Except the deaths from anaemia don’t stop. Neither Gobinda-babu the doctor nor Amulya-babu can’t explain it. After about a month and a half, the novelist is walking on a full moon night and ahead of him, he sees Mrs Choudhury. She’s walking but her feet don’t touch the ground. The petrified novelist rushes to Amulya-babu’s place who wastes no time. He picks up a shovel from his garden and rushes to the graveyard.
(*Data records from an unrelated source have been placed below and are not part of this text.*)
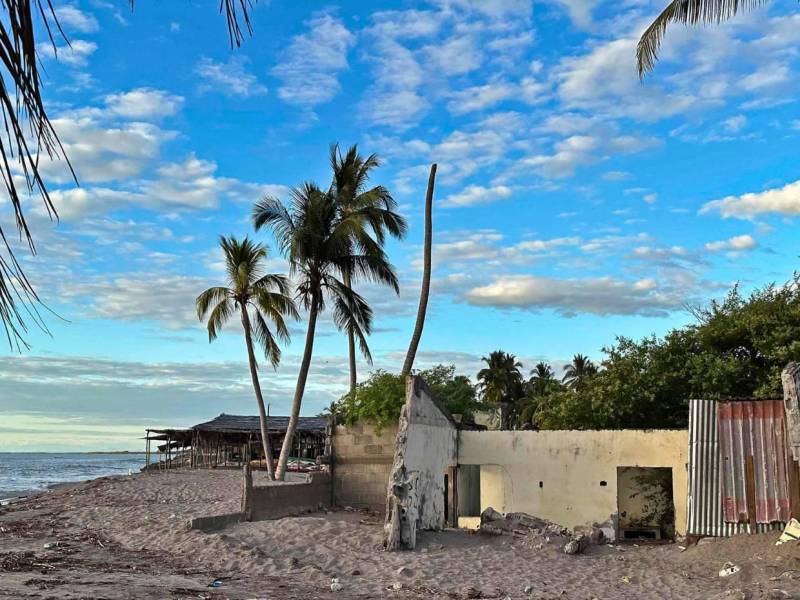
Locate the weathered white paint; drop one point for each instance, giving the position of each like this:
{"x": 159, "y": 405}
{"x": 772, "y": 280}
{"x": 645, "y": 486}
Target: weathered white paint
{"x": 570, "y": 466}
{"x": 426, "y": 447}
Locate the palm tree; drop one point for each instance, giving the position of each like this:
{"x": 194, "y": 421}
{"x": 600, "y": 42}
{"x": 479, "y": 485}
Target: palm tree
{"x": 426, "y": 277}
{"x": 542, "y": 379}
{"x": 259, "y": 298}
{"x": 500, "y": 383}
{"x": 578, "y": 371}
{"x": 688, "y": 12}
{"x": 322, "y": 242}
{"x": 30, "y": 137}
{"x": 376, "y": 205}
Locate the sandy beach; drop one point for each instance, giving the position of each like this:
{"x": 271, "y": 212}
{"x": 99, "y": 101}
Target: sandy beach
{"x": 127, "y": 537}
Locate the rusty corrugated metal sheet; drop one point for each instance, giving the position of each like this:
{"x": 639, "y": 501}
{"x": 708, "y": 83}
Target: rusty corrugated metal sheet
{"x": 704, "y": 502}
{"x": 754, "y": 428}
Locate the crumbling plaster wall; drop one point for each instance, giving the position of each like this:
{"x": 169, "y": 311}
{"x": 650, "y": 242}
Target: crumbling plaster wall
{"x": 426, "y": 446}
{"x": 570, "y": 466}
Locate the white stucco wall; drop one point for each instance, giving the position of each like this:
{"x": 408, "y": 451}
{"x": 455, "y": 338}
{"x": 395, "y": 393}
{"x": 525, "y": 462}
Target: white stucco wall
{"x": 430, "y": 449}
{"x": 570, "y": 466}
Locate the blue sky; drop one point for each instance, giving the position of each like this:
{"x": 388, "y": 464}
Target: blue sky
{"x": 574, "y": 203}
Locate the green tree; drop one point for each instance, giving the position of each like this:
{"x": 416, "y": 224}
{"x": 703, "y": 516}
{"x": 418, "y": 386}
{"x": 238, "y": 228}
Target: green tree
{"x": 736, "y": 348}
{"x": 379, "y": 399}
{"x": 578, "y": 371}
{"x": 376, "y": 206}
{"x": 31, "y": 139}
{"x": 500, "y": 383}
{"x": 260, "y": 298}
{"x": 688, "y": 12}
{"x": 322, "y": 242}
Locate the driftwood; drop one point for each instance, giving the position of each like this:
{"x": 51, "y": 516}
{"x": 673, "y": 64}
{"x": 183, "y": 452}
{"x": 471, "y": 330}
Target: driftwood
{"x": 496, "y": 523}
{"x": 247, "y": 492}
{"x": 577, "y": 544}
{"x": 402, "y": 504}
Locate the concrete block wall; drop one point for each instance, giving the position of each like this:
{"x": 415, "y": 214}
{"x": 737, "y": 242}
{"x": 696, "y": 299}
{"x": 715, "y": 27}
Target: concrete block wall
{"x": 362, "y": 463}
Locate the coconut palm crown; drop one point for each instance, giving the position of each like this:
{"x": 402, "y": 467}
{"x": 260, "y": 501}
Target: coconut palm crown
{"x": 323, "y": 242}
{"x": 260, "y": 298}
{"x": 376, "y": 208}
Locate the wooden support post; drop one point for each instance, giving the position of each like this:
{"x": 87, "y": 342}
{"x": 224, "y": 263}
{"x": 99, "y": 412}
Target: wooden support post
{"x": 452, "y": 496}
{"x": 750, "y": 490}
{"x": 247, "y": 492}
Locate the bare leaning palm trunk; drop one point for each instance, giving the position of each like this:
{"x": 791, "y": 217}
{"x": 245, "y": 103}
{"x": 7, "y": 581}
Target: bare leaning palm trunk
{"x": 351, "y": 348}
{"x": 426, "y": 277}
{"x": 262, "y": 413}
{"x": 302, "y": 376}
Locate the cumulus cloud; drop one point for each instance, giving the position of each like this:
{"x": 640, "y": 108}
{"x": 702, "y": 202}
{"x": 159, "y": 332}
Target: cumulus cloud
{"x": 76, "y": 54}
{"x": 230, "y": 78}
{"x": 738, "y": 243}
{"x": 477, "y": 194}
{"x": 783, "y": 201}
{"x": 143, "y": 104}
{"x": 309, "y": 68}
{"x": 74, "y": 19}
{"x": 600, "y": 295}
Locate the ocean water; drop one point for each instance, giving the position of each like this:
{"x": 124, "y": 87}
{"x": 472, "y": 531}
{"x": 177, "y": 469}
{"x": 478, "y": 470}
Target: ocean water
{"x": 22, "y": 473}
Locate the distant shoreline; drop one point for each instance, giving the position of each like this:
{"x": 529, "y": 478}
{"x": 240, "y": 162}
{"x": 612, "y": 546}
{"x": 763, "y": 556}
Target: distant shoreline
{"x": 73, "y": 452}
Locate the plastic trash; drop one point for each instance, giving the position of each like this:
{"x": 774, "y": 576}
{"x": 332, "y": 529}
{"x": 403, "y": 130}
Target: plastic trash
{"x": 729, "y": 569}
{"x": 791, "y": 532}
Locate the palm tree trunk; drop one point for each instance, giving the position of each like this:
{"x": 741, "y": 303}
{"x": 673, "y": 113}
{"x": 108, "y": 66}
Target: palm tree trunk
{"x": 302, "y": 376}
{"x": 351, "y": 347}
{"x": 426, "y": 278}
{"x": 262, "y": 413}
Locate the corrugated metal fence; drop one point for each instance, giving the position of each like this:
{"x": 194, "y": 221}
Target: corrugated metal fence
{"x": 705, "y": 494}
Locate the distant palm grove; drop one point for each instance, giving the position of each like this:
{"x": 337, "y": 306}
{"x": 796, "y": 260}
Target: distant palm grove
{"x": 333, "y": 239}
{"x": 735, "y": 348}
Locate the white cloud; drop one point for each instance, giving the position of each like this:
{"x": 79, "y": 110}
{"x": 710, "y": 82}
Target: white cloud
{"x": 579, "y": 11}
{"x": 735, "y": 124}
{"x": 76, "y": 54}
{"x": 310, "y": 66}
{"x": 601, "y": 295}
{"x": 783, "y": 201}
{"x": 229, "y": 78}
{"x": 476, "y": 194}
{"x": 72, "y": 18}
{"x": 100, "y": 153}
{"x": 456, "y": 56}
{"x": 739, "y": 243}
{"x": 480, "y": 97}
{"x": 143, "y": 103}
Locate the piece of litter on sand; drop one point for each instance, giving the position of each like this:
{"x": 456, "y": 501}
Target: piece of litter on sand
{"x": 729, "y": 569}
{"x": 791, "y": 533}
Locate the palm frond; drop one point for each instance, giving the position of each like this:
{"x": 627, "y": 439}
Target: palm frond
{"x": 351, "y": 313}
{"x": 688, "y": 12}
{"x": 212, "y": 296}
{"x": 219, "y": 316}
{"x": 276, "y": 307}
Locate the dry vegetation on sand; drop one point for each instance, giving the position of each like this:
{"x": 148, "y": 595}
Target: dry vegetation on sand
{"x": 127, "y": 538}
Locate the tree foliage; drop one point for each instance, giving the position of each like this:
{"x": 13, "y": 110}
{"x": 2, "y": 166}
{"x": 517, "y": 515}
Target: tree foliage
{"x": 736, "y": 348}
{"x": 379, "y": 399}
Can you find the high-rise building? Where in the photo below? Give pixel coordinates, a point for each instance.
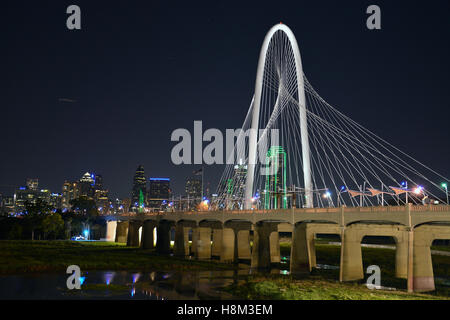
(158, 193)
(24, 195)
(86, 184)
(32, 184)
(275, 188)
(139, 190)
(8, 205)
(70, 191)
(193, 187)
(56, 200)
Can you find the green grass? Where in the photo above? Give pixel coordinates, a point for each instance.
(45, 256)
(384, 258)
(315, 288)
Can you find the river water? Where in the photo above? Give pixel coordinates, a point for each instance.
(155, 285)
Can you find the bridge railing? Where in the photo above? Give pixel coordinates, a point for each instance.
(374, 209)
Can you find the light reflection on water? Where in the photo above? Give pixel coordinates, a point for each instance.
(153, 285)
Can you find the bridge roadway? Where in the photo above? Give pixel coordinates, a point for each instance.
(226, 234)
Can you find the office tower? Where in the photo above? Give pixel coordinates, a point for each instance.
(139, 191)
(86, 185)
(275, 188)
(158, 193)
(70, 191)
(32, 184)
(193, 187)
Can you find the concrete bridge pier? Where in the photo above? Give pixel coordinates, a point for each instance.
(351, 262)
(147, 240)
(181, 245)
(111, 227)
(274, 241)
(227, 253)
(217, 242)
(217, 233)
(194, 241)
(241, 239)
(243, 244)
(133, 234)
(401, 255)
(203, 250)
(261, 244)
(163, 236)
(122, 231)
(302, 249)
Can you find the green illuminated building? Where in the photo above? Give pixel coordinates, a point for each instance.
(275, 188)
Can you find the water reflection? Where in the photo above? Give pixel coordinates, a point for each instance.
(155, 285)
They find Mrs Choudhury’s gravestone and hide themselves in a nearby hedge, lying in wait for her. At twilight, a cloud materializes and out of it emerges Mrs. Kumudini Choudhury. She stands on her grave, raises her hands and bursts out in diabolical laughter before slowly disappearing into the ground.
The two men, hidden by greenery, dare not come out until sunrise. In the light of day, Amulya-babu digs the grave and opens the coffin. Inside, they find not a mangled and decaying corpse, but the body of a woman who looks entirely alive. A trail of blood can be seen trickling out of the corner of her mouth. Amulya-babu plunges the shovel into her chest. There’s a shrieking noise and then everything becomes silent.
Unsurprisingly, among the works from the Western canon that Roy translated and adapted into Bengali was Bram Stoker’s Dracula.
Another author who was keenly interested in the supernatural was Bibhuti Bhushan Bandopadhyay (1894-1950). His name is inseparably linked to Pather Panchali, the Satyajit Ray film based on his novel, but Bandopadhyay’s contributions to Bengali literature are much greater than being the basis of Ray’s Apu trilogy. Something of a mystic himself, Bandopadhyay was keenly interested in spirituality, ghosts, cults and Tantra, and this showed in a number of his writings. Debjan, in which a simple man suffers from a premature death, imagined what happened to the soul after a person dies. In his writing, Bandopadhyay borrowed ideas from different religious philosophy. For example, in Debjan, he incorporated ideas from Mahayana Buddism while imagining the afterlife, people as it is by divine figures like the Goddess of Love, who unites separated souls, and Grahadeb (“Lord of the Planet”), who keeps an eye on all humanity. In another novel titled Drishti-Pradeep, a young boy called Jitu has strange visions of a distant land and its people. Sometimes he’s able to look into the future accurately. Jitu has no control over this second sight that he possesses. The novel is about what effect this peculiar gift has upon Jitu’s life.
Bandopadhyay is best known for his beautiful descriptions of nature, particularly of the Bengal countryside. While his nature-inspired writings are undoubtedly memorable, he also had a real talent for writing the dark, horror-laced stories of Taranath Tantrik. Tantra, the ancient occult and religious tradition, includes bizarre practices like meditating on a corpse on a moonless night. The macabre quality of such situations were been brilliantly depicted and used by Bandopadhyay in the two Taranath Tantrik (in Bengali, a tantrik is one who practices Tantra) stories he wrote. Many years after Bandopadhyay’s death, his son, Taradas, tried to revive Taranath Tantrik by continuing his adventures. Even though the stories were convincing enough, they lacked the finesse of the original.